In this article, we propose an innovative strategy integrating these three strategies into a single pipeline for new MS lesion segmentation to tackle data rarity for our task. First, we use transfer-learning to exploit the larger and more diverse datasets available for the task of single-point MS lesion segmentation which does not require longitudinal data. Second, we propose a novel data synthesis technique able to generate two realistic time-points with new MS lesions from a single FLAIR scan. Third, we use a data-augmentation technique to simulate a large variety of artifacts that may occur during the MRI acquisitions. This technique aims to enhance both the variability and size of the training data and to improve the generalization of our model.

2. Methods and materials

2.1. Method overview

To deal with data rarity for new MS lesion segmentation, we proposed a three stage pipeline as shown in Figure 1. In Stage One, an encoder-decoder network is trained on the task of single time-point MS lesions segmentation. This step aims to train the encoder part of the network to extract relevant features related to MS lesions that can be used in the next steps. Stage One enables to indirect use of large datasets dedicated to single time-point MS lesion segmentation for the task of new lesions segmentation. This stage is detailed in Section 2.2. In Stage Two, the new lesions segmentation model composed of the previous task encoder is pretrained with synthetic data. To this end, we trained external models able to generate two realistic time-points from a single image also taken from single time-point MS datasets. It combines the effects of lesion inpainting and lesion generating models to simulate the appearance of new lesions. This strategy is detailed in Section 2.3. In Stage Three, the decoder is fine-tuned with real longitudinal data from the new MS lesion training-set of the MSSEG2 MICCAI challenge.


Figure 1. The pipeline of our new MS lesion segmentation method. The three stages include: First, the pre-training on the task of single-time-point MS lesion segmentation (Task 1). Second, pre-training on the task of new MS lesions segmentation (Task 2) with synthetic data. Third, fine-tuning the model with real data. The encoder weights are trained (T) in Stage One and freezed (F) in Stage Two and Stage Three.
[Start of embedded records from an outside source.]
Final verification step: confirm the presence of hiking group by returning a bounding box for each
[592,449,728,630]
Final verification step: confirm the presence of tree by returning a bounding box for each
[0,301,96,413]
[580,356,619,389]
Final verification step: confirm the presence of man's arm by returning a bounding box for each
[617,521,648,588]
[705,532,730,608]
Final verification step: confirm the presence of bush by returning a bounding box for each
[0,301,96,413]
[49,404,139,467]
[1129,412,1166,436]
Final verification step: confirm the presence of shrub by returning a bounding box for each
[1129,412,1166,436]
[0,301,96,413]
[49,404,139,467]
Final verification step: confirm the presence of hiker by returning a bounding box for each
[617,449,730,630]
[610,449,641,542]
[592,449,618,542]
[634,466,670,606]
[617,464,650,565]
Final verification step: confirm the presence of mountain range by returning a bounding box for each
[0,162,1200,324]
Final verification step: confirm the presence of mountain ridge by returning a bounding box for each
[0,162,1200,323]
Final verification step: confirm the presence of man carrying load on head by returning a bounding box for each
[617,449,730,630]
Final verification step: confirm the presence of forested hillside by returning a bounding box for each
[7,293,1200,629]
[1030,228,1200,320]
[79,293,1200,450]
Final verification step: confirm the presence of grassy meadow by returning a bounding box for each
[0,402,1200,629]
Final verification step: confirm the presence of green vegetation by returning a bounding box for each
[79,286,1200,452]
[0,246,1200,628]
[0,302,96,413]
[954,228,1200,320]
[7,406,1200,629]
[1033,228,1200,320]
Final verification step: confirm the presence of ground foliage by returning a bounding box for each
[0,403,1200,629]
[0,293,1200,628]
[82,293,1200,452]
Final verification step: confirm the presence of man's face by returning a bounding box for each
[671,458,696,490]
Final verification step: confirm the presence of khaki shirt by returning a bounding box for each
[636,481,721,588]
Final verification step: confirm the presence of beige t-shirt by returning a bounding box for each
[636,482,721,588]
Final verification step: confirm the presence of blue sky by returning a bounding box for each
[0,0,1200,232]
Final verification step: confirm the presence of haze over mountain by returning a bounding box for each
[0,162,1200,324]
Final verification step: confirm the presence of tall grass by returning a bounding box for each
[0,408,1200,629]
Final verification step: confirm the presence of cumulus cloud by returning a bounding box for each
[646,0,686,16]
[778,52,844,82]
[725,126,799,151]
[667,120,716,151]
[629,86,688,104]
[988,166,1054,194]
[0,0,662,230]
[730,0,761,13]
2.2. Transfer-learning from single time-point MS lesion segmentation task

The encoder used for new MS lesion segmentation is first trained on single time-point lesion segmentation (refer to Figure 2, from Stage One to Stage Two). This choice is motivated by two reasons. First, we consider that datasets for MS lesion segmentation with lesion mask segmentation by experts are more diverse and larger than available datasets for new lesion segmentation (which requires a longitudinal study). Second, the task of MS lesion segmentation is tightly close to the one of new MS lesion segmentation. By learning to segment lesions, the model implicitly learns the concept of a lesion, either the lesion is considered new or was already existing in the first time-point. To conclude, since there is a proximity between the two tasks, there is likely a gain from exploiting a large amount of training data for the first task to improve the second task's performance.


Figure 2. The diagram represents our training method. Input images are augmented with the proposed method (DA). The encoder trained in Stage One is used in Stage Two and Stage Three to extract feature maps (FMs) of the two-time points. The aggregation block (Concat. FMs) is used to combine features.

2.2.1. Model architecture design

Our method is based on the transfer learning from the task of “Single time-point MS lesion segmentation” to the task of “new lesions segmentation from two time-points.” Thus, two different architectures are used but with the same building blocks for each task. For the first task, a 3D U-Net shape architecture is used, as shown in Figure 3A. This kind of architecture has been very effective and robust for MS lesion segmentation (Isensee et al., 2021; Kamraoui et al., 2022). It is composed of an encoder and a decoder linked with one another by skip connections.


Figure 3. (A) Represents U-Net like architecture composed of an encoder (in red) and a decoder for the task of MS lesion segmentation (in green). This task requires a single time-point as input and produces the MS lesion mask. (B) Shows a siamese-encoder (in red) to extract the same sets of features from the two time-points. Same-level features are aggregated with a combination module and are forwarded to a decoder for the task of new lesions segmentation (in blue).

For the second task, a siamese-encoder followed by a single decoder is used, as shown in Figure 3B. The shared-weights encoders are chosen to extract the same set of features from both time points. Then, these features resulting from the different levels of both encoder paths are aggregated (refer to Figure 3B). The aggregation module is composed of concatenation and a convolution operation. Feature maps are first concatenated by channels (i.e., the result channel size is two times the original size), then the convolution operation aggregates the information back to the original channel size. Finally, the aggregated features are passed through the decoder.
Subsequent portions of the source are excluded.